A alegação do Ministério da Economia é que o novo marco torna mais eficiente o uso de garantias para a concessão de crédito e que isso "vai contribuir para a diminuição de juros e o aumento da concorrência ao reduzir barreiras de entrada no setor", possibilitando que a população tenha acesso a financiamentos mais baratos.

O professor ressalta que não há comprovação de que isso vai acontecer de fato. "A ideia é que ofereçam taxas de juros menores à pessoa que topar a cláusula de renúncia ao único imóvel familiar. Mas isso vai se tornar real? Ou os juros vão continuar altos e só liberarão o crédito para quem assinar a cláusula? Eu sou pessimista. Vai ser igual à cobrança de bagagem, com a promessa de que iria cair o preço da passagem. É claro que não iria cair”, avalia.

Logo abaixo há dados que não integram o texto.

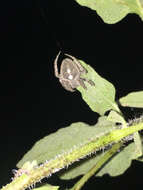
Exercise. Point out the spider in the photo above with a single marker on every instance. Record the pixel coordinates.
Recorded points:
(70, 73)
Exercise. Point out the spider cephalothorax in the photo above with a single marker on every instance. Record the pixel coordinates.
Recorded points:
(70, 73)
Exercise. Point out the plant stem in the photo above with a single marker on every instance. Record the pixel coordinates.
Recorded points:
(97, 166)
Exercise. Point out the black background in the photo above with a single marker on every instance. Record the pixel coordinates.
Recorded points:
(32, 101)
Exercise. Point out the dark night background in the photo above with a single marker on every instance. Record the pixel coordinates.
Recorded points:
(33, 104)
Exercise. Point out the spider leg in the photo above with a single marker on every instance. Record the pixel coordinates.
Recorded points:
(55, 65)
(89, 81)
(81, 68)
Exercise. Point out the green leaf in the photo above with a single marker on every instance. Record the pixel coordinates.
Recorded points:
(133, 99)
(65, 139)
(116, 117)
(116, 166)
(100, 97)
(138, 145)
(47, 187)
(112, 11)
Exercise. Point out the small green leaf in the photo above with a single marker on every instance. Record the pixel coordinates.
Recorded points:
(116, 117)
(112, 11)
(119, 163)
(133, 99)
(65, 139)
(100, 97)
(116, 166)
(47, 187)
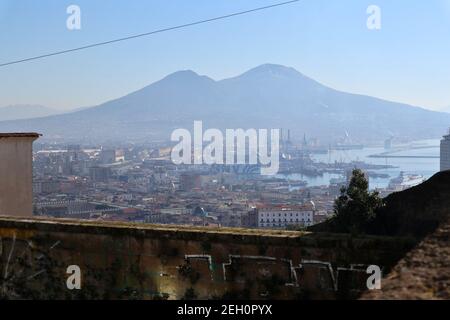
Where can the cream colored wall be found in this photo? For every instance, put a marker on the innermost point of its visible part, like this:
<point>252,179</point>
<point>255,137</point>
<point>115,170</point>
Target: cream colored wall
<point>16,175</point>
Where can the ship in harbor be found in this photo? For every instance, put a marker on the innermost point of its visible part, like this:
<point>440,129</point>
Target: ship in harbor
<point>405,181</point>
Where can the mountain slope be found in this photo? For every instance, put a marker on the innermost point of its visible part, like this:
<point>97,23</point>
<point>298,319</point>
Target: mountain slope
<point>268,96</point>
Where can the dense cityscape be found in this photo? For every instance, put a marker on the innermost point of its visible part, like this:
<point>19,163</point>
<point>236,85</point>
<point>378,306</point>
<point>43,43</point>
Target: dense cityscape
<point>142,184</point>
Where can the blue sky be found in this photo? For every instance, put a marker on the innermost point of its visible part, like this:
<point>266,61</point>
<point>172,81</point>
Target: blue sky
<point>406,61</point>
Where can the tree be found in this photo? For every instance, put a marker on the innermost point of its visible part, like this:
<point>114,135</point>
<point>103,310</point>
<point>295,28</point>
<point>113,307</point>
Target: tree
<point>356,207</point>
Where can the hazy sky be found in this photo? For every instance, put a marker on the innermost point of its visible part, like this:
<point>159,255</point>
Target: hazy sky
<point>406,61</point>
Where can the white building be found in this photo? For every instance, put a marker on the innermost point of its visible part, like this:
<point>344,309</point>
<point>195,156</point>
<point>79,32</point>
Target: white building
<point>445,153</point>
<point>284,217</point>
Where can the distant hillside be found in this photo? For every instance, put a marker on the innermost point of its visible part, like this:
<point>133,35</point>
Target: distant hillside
<point>17,112</point>
<point>268,96</point>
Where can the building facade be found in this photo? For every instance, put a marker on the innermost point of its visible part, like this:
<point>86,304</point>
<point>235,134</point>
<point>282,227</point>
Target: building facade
<point>445,152</point>
<point>16,173</point>
<point>283,217</point>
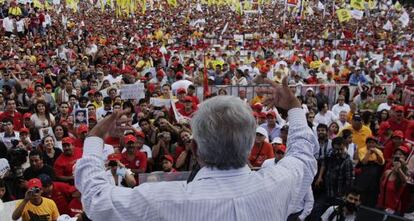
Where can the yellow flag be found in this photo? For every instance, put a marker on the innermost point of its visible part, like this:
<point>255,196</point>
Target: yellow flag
<point>172,3</point>
<point>398,6</point>
<point>344,15</point>
<point>247,5</point>
<point>372,4</point>
<point>358,4</point>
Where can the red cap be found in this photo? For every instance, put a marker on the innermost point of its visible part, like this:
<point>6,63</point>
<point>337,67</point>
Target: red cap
<point>35,182</point>
<point>140,134</point>
<point>181,91</point>
<point>24,130</point>
<point>398,108</point>
<point>398,133</point>
<point>91,92</point>
<point>160,73</point>
<point>83,128</point>
<point>391,96</point>
<point>179,74</point>
<point>406,150</point>
<point>130,138</point>
<point>169,158</point>
<point>67,140</point>
<point>115,156</point>
<point>262,115</point>
<point>258,106</point>
<point>27,115</point>
<point>282,148</point>
<point>271,113</point>
<point>188,99</point>
<point>371,138</point>
<point>30,90</point>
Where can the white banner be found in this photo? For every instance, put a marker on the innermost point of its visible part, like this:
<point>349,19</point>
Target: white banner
<point>133,91</point>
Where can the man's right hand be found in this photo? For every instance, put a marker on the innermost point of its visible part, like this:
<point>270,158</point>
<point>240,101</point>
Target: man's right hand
<point>281,96</point>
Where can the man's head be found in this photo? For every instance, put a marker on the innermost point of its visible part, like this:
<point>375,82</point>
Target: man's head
<point>67,146</point>
<point>34,187</point>
<point>36,160</point>
<point>47,183</point>
<point>223,129</point>
<point>10,105</point>
<point>8,125</point>
<point>279,148</point>
<point>397,137</point>
<point>271,118</point>
<point>342,116</point>
<point>261,135</point>
<point>167,163</point>
<point>338,146</point>
<point>398,112</point>
<point>352,200</point>
<point>322,131</point>
<point>130,142</point>
<point>341,99</point>
<point>356,122</point>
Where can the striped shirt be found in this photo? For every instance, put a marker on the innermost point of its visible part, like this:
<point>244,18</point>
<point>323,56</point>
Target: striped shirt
<point>236,194</point>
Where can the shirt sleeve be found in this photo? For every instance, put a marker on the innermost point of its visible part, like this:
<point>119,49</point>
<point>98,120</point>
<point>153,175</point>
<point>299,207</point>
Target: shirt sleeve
<point>302,145</point>
<point>55,211</point>
<point>308,205</point>
<point>100,199</point>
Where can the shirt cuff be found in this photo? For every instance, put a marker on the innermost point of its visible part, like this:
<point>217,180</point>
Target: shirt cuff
<point>296,116</point>
<point>93,146</point>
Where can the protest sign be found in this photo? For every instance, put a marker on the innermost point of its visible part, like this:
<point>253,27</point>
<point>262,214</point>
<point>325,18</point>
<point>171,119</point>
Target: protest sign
<point>344,15</point>
<point>159,102</point>
<point>358,4</point>
<point>132,91</point>
<point>357,14</point>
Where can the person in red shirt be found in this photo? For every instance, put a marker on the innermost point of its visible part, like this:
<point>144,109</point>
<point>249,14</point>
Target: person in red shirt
<point>81,131</point>
<point>61,193</point>
<point>188,110</point>
<point>397,140</point>
<point>397,120</point>
<point>132,158</point>
<point>262,150</point>
<point>167,164</point>
<point>12,113</point>
<point>64,163</point>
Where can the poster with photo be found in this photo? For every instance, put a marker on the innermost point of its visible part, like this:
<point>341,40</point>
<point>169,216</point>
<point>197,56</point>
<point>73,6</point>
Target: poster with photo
<point>80,116</point>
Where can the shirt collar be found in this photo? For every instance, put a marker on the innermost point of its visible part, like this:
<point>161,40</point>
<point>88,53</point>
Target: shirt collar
<point>208,172</point>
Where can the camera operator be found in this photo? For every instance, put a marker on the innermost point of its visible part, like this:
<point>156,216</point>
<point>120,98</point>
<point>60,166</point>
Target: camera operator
<point>347,210</point>
<point>34,206</point>
<point>118,174</point>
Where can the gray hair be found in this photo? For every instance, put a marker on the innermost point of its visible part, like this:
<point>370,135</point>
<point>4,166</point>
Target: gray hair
<point>224,130</point>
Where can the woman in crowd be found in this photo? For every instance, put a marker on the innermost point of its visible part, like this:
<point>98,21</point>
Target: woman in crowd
<point>50,151</point>
<point>42,118</point>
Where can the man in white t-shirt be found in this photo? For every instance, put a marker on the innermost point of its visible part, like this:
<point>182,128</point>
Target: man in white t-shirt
<point>387,105</point>
<point>346,212</point>
<point>340,106</point>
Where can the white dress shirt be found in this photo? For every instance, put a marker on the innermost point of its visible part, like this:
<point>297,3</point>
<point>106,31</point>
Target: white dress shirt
<point>235,194</point>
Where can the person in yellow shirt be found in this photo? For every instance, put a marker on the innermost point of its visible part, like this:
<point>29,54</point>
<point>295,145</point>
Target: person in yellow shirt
<point>359,131</point>
<point>34,206</point>
<point>370,152</point>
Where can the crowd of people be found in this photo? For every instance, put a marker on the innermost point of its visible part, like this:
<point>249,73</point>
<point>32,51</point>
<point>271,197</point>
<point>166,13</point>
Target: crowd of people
<point>62,70</point>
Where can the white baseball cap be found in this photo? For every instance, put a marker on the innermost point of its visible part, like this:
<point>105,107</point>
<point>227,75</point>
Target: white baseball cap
<point>4,167</point>
<point>65,217</point>
<point>277,140</point>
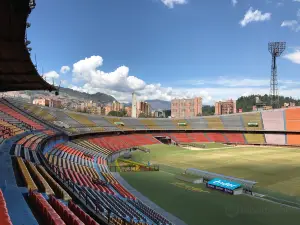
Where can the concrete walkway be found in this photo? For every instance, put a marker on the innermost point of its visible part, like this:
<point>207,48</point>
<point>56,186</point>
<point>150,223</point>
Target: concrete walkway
<point>148,202</point>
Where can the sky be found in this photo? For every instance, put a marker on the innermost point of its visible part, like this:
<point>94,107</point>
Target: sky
<point>165,49</point>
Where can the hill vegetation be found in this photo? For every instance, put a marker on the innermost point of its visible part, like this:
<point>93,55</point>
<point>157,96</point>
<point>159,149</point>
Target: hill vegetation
<point>246,102</point>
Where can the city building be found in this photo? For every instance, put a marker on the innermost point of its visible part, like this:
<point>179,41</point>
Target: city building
<point>143,108</point>
<point>186,107</point>
<point>107,109</point>
<point>262,108</point>
<point>53,103</point>
<point>159,114</point>
<point>289,105</point>
<point>116,106</point>
<point>225,107</point>
<point>128,110</point>
<point>133,106</point>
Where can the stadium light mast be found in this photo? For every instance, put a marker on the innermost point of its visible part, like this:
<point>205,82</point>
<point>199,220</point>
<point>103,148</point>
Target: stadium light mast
<point>276,49</point>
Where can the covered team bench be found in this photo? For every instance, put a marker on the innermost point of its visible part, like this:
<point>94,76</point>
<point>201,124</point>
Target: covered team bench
<point>207,176</point>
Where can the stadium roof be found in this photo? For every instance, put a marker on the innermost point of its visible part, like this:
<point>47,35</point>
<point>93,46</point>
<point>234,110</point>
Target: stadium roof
<point>17,71</point>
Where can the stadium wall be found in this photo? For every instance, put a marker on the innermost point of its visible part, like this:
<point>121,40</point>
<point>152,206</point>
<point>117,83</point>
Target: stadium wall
<point>274,120</point>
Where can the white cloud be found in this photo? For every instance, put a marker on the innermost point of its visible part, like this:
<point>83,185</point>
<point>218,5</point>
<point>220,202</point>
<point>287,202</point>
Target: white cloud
<point>292,24</point>
<point>64,69</point>
<point>120,84</point>
<point>86,70</point>
<point>51,75</point>
<point>279,4</point>
<point>294,57</point>
<point>171,3</point>
<point>254,16</point>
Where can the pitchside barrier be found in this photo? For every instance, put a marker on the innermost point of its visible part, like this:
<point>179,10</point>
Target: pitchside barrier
<point>135,168</point>
<point>207,176</point>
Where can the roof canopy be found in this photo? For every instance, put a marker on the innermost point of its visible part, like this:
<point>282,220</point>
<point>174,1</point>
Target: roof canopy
<point>17,71</point>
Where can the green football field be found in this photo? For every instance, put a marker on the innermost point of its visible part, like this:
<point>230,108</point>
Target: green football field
<point>277,171</point>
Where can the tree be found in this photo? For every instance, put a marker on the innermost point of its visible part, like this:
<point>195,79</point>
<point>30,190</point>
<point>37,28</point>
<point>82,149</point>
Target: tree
<point>208,110</point>
<point>143,115</point>
<point>246,103</point>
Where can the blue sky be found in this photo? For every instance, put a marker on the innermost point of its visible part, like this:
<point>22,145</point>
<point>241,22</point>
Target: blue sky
<point>164,49</point>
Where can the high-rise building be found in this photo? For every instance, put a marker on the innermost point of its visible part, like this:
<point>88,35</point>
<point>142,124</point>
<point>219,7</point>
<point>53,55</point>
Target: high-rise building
<point>225,107</point>
<point>143,108</point>
<point>128,110</point>
<point>133,106</point>
<point>116,106</point>
<point>181,108</point>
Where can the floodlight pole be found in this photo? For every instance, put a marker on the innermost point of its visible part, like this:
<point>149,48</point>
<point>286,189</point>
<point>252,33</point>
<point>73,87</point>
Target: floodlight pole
<point>276,49</point>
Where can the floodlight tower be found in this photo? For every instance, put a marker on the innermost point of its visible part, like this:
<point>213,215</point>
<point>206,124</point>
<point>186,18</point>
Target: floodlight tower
<point>276,49</point>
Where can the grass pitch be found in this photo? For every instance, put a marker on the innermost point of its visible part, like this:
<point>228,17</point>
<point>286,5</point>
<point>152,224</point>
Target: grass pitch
<point>276,169</point>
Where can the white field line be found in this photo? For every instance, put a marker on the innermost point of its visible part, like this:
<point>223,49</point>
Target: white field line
<point>239,146</point>
<point>278,203</point>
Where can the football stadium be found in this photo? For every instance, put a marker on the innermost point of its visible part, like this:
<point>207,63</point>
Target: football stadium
<point>64,167</point>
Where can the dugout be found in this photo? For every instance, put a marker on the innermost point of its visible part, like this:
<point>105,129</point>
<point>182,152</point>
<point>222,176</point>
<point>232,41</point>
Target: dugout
<point>246,185</point>
<point>225,186</point>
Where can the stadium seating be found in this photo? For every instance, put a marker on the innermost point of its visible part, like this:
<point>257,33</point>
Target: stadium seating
<point>216,137</point>
<point>41,205</point>
<point>64,212</point>
<point>214,122</point>
<point>150,124</point>
<point>198,137</point>
<point>197,123</point>
<point>181,137</point>
<point>4,217</point>
<point>249,118</point>
<point>30,184</point>
<point>6,109</point>
<point>232,122</point>
<point>255,138</point>
<point>133,123</point>
<point>115,121</point>
<point>82,119</point>
<point>181,124</point>
<point>235,138</point>
<point>42,183</point>
<point>85,218</point>
<point>165,124</point>
<point>59,191</point>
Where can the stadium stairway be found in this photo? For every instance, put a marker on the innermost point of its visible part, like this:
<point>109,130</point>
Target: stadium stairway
<point>18,209</point>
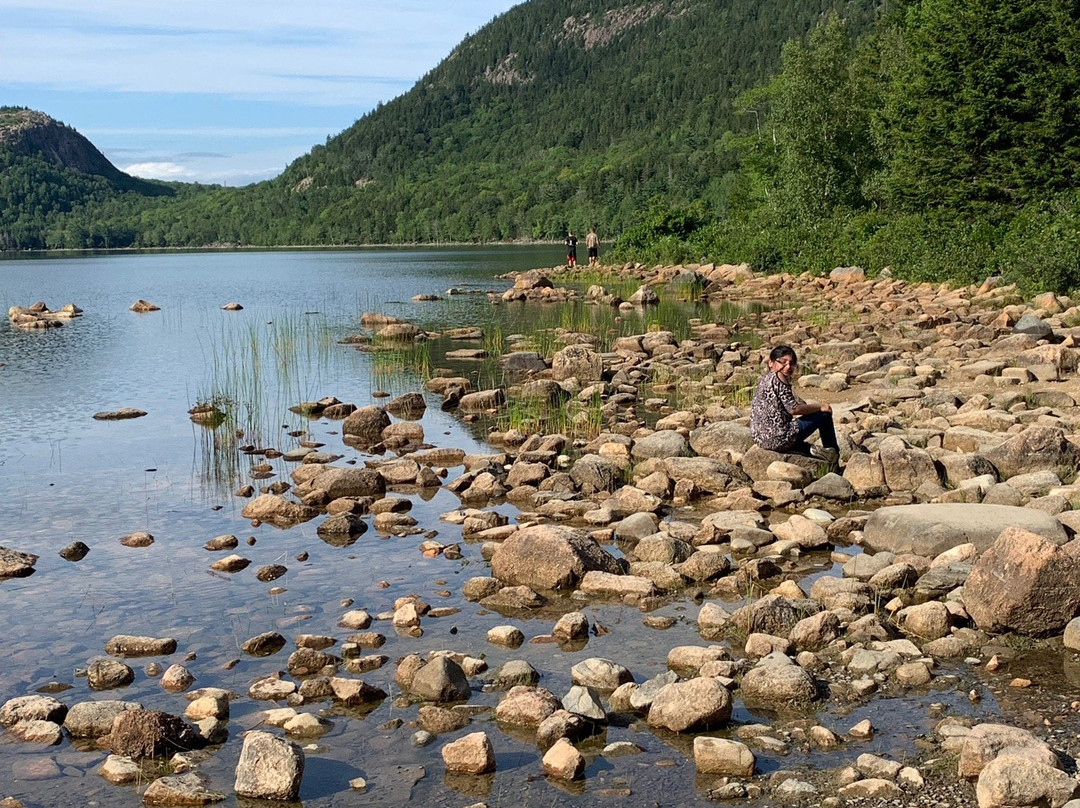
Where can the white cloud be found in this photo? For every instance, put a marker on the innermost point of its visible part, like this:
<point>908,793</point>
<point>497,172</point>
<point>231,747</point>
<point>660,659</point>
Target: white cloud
<point>269,50</point>
<point>160,171</point>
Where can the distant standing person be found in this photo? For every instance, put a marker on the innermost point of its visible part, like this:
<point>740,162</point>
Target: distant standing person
<point>782,422</point>
<point>593,244</point>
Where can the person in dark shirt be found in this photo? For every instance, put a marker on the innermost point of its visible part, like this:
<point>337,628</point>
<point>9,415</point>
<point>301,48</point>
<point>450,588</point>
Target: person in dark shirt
<point>780,421</point>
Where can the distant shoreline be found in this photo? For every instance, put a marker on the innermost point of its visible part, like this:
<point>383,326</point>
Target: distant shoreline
<point>56,253</point>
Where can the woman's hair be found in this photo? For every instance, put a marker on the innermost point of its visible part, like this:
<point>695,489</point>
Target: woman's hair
<point>780,351</point>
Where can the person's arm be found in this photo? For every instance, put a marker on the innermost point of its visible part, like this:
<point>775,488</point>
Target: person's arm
<point>796,407</point>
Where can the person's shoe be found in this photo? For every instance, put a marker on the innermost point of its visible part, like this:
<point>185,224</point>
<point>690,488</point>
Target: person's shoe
<point>828,455</point>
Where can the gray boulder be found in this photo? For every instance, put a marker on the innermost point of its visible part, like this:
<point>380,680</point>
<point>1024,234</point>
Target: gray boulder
<point>1036,448</point>
<point>550,556</point>
<point>932,528</point>
<point>269,767</point>
<point>699,703</point>
<point>441,679</point>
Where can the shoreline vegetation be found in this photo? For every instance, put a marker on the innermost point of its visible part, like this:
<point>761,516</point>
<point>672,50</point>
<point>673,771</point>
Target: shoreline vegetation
<point>821,636</point>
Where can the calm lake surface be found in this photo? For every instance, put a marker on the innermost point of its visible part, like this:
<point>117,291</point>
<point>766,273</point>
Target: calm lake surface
<point>65,476</point>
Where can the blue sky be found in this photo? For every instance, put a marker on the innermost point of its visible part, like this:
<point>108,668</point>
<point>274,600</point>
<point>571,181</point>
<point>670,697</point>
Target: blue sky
<point>220,91</point>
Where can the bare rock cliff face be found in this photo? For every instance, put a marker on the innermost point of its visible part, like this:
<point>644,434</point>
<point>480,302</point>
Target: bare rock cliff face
<point>36,134</point>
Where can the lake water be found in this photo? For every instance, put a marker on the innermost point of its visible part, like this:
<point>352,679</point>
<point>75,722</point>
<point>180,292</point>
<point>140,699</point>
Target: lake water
<point>65,476</point>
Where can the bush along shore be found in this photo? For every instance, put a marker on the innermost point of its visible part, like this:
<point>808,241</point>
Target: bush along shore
<point>943,546</point>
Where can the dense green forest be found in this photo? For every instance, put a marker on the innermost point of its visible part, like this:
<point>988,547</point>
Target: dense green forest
<point>944,144</point>
<point>940,138</point>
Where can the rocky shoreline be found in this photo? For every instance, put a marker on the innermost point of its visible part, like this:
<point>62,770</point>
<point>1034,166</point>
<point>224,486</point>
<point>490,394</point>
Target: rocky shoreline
<point>950,521</point>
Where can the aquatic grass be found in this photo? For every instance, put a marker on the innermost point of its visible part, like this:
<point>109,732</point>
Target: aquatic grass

Está tirando um monte de garantias que as pessoas têm sob esse pretexto de que vai ser mais fácil o acesso ao crédito

(Gustavo Kloh, jurista e professor da FGV do Rio de Janeiro)

Ele também aponta o receio de que não haja clareza na tomada de empréstimo e muitas pessoas acabem concordando em dar a casa como garantia sem sequer perceber. "Não dá para ser aquela coisa de internet, que não vê direito e clica na caixinha. Tem que ficar muito explícito que a pessoa está renunciando ao único imóvel da família. A renúncia não se presume", afirma.

Professor de direito econômico da UnB (Universidade de Brasília), Othon de Azevedo Lopes diz que o projeto abre uma porta para o superendividamento. "É um risco muito grande dentro da nossa realidade. Boa parte dos tomadores de empréstimo no Brasil são pessoas com uma instrução modesta e que poderiam, de forma desavisada, tomar esses empréstimos [dando suas casas como garantia] sem uma consciência completa da gravidade da decisão", explica.

Já a especialista em direito imobiliário Ana Carolina Osório defende a ideia de que o projeto apenas corrige trechos da legislação e concede mais segurança jurídica às operações. A advogada não acredita que as mudanças ampliem a possibilidade de penhora de um imóvel de família e ressalta que o banco fixa os juros com base no risco envolvido. Assim, a matéria, para ela, visa reduzir esse risco, para diminuir os juros e movimentar a economia.

"Quando se demora a executar uma dívida, os juros aumentam. Eles querem voltar a estimular a hipoteca. Mas, para isso, os bancos precisam ter um procedimento mais célere, sem a intervenção do Judiciário, para vender o imóvel e conseguir o crédito emprestado. É semelhante a como ocorre com a alienação fiduciária. Se você não realiza o pagamento, faz a conversão da propriedade para o banco, que leva o imóvel a leilão", explicou.